Fisherman Peter Dent caught the 58-pound fish less than a mile off the shore of Blyth, The Telegraph reported Wednesday.

"It was thrashing about in the net, it was going wild and at first I thought it was a shark -- then I saw its sword," Dent said. "This is the first one I have ever seen and I was fortunate to catch it, but you could say the swordfish wasn't so lucky. It was exciting, but these waters are changing and you can get a few surprises these days."

Dent said he sold the fish to a local restaurant.

Mark Watson, owner of Blyth Fish, where the swordfish was packed in ice, said the catch was rare.

"I've never seen anything else like it here and everyone else has said the same. It's the kind of thing you see in Spain, but not here."

Karaoke helps veterans bar stay afloat

CHICAGO, Aug. 10 (UPI) -- Chicago's American Legion bar, one of a dying breed of clubs aimed at veterans, has found a way to keep profits flowing with a monthly karaoke night.

The F.D.R. American Legion Post No. 923 has found financial success with its once-a-month karaoke night aimed at singers in their 20s, The Chicago Tribune reported Wednesday.

"That first night the place was packed, but the vets weren't expecting it," master of ceremonies Rory Lake said. "By the time we were done, we had cleaned them out. They sold every beer they had in the bar."

The revenue from karaoke night helps the veterans club stay in business while many of its counterparts have closed down.

"Some Friday nights, it could be as few as two of us sitting at the bar," said bartender and Vietnam War veteran Roger Hartman. "There's idle talk from time to time that we should sell the place, because it's likely a very valuable piece of property, and move somewhere else. But where would we go?"

Woman, 94, fought back at purse snatcher

CHICAGO, Aug. 10 (UPI) -- A purse-snatcher didn't know what he was getting into when he tried to pluck a purse from the left shoulder of a 94-year-old Chicago woman.

Police said the woman struggled with the assailant, described as a 30- to 35-year-old man, when he tried to pull the purse off of her left arm Tuesday as she was getting into her car, The Chicago Tribune reported Wednesday.

The victim was taken to Holy Cross Hospital where she was treated for arm and face bruises and was in stable condition.

Police said they have not yet caught the assailant, who managed to escape with the bag.

N.J. state dirt push inspired by lawns

TRENTON, N.J., Aug. 10 (UPI) -- The originator of a campaign to name a New Jersey state dirt has said the failed initiative was inspired by the lawns of state residents.

David Friedman, head of the Ocean County soil-conservation district, said he was inspired to push for downer soil to be named the state dirt by developers who used tightly-packed soil for the lawns of new homes, The Wall Street Journal reported Wednesday.

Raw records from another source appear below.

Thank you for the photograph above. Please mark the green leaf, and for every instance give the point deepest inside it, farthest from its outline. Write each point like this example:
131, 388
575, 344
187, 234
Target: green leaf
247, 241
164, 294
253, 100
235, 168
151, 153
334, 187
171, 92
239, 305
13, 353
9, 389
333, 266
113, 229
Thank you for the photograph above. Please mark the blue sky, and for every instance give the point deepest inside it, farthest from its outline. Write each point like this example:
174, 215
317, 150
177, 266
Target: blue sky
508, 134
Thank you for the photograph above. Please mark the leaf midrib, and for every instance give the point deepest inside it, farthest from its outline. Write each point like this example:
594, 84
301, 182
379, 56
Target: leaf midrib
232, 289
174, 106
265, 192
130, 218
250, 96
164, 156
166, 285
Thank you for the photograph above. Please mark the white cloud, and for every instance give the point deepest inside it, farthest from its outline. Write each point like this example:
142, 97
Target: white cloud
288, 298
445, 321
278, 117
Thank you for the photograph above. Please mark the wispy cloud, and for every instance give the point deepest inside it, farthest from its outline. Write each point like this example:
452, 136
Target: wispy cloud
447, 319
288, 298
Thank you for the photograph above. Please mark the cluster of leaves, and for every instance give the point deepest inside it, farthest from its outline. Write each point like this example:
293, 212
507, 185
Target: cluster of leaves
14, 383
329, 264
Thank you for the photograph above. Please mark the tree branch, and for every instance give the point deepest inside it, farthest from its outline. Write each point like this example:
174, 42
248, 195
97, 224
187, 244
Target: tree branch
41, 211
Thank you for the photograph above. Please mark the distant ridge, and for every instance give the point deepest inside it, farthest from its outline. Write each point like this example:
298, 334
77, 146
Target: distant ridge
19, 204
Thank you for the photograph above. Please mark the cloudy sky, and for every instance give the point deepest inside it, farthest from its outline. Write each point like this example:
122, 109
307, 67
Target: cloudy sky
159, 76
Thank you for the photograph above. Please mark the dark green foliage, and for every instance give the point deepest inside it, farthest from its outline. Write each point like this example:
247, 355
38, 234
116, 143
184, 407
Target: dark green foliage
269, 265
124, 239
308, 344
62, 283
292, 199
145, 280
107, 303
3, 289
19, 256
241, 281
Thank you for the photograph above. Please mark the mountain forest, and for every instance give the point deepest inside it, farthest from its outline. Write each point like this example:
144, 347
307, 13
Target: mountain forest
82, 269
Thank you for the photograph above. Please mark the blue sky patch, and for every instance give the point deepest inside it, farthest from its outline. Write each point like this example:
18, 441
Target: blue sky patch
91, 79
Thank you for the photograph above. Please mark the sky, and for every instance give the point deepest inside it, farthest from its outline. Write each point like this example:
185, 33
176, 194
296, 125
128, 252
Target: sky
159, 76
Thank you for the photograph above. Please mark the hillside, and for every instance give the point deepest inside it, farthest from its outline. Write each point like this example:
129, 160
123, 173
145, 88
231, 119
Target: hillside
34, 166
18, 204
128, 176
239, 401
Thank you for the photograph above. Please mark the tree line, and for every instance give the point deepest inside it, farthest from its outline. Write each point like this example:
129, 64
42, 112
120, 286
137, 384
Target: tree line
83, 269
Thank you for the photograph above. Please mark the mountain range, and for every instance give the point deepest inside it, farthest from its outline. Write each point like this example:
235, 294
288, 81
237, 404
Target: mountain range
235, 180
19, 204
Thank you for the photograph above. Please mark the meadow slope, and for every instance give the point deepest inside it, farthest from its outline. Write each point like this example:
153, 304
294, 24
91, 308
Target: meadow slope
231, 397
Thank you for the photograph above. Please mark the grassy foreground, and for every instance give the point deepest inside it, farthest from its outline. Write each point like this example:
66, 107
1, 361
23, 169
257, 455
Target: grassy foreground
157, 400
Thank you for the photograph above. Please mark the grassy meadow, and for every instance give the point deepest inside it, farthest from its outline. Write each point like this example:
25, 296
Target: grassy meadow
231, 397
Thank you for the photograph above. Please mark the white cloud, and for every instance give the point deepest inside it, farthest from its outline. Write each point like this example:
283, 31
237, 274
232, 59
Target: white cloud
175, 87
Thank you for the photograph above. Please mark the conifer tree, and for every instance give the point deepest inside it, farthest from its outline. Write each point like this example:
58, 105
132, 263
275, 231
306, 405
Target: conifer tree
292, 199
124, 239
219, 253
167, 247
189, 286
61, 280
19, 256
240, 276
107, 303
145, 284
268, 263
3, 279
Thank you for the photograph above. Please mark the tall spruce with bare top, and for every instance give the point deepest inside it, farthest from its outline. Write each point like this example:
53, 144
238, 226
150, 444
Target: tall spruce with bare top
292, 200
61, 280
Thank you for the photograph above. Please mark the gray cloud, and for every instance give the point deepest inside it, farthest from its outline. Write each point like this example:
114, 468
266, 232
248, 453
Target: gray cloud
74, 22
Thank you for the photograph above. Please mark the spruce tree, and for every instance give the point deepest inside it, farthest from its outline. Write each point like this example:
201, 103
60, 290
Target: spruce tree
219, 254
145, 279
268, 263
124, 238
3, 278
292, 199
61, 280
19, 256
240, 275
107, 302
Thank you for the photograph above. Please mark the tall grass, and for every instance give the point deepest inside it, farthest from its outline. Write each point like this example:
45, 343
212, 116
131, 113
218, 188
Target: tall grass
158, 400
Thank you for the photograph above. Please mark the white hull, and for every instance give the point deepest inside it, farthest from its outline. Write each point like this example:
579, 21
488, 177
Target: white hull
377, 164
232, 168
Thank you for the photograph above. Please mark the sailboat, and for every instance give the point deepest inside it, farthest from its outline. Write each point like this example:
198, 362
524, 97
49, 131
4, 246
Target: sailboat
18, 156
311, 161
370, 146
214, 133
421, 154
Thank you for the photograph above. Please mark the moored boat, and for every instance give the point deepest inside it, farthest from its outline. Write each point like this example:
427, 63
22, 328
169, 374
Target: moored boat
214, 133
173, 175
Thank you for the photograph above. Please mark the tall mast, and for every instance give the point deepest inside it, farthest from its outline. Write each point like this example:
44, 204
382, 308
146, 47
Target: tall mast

Friedman said the soil used by developers is too tight for grass to sink roots deep enough to absorb water from below the dirt, so it requires a great deal more water to keep the lawn healthy. However, since the soil is packed so tightly, much of the water runs off into drains, carrying lawn fertilizer into bodies of water where it creates algae that can be harmful to fish.

Downer soil, however, is spongy and porous in its natural state, allowing it to absorb water and grass roots.

The New Jersey Assembly voted unanimously to make downer, the most common dirt in the state, the official state dirt, but the measure was never even introduced on the Senate floor.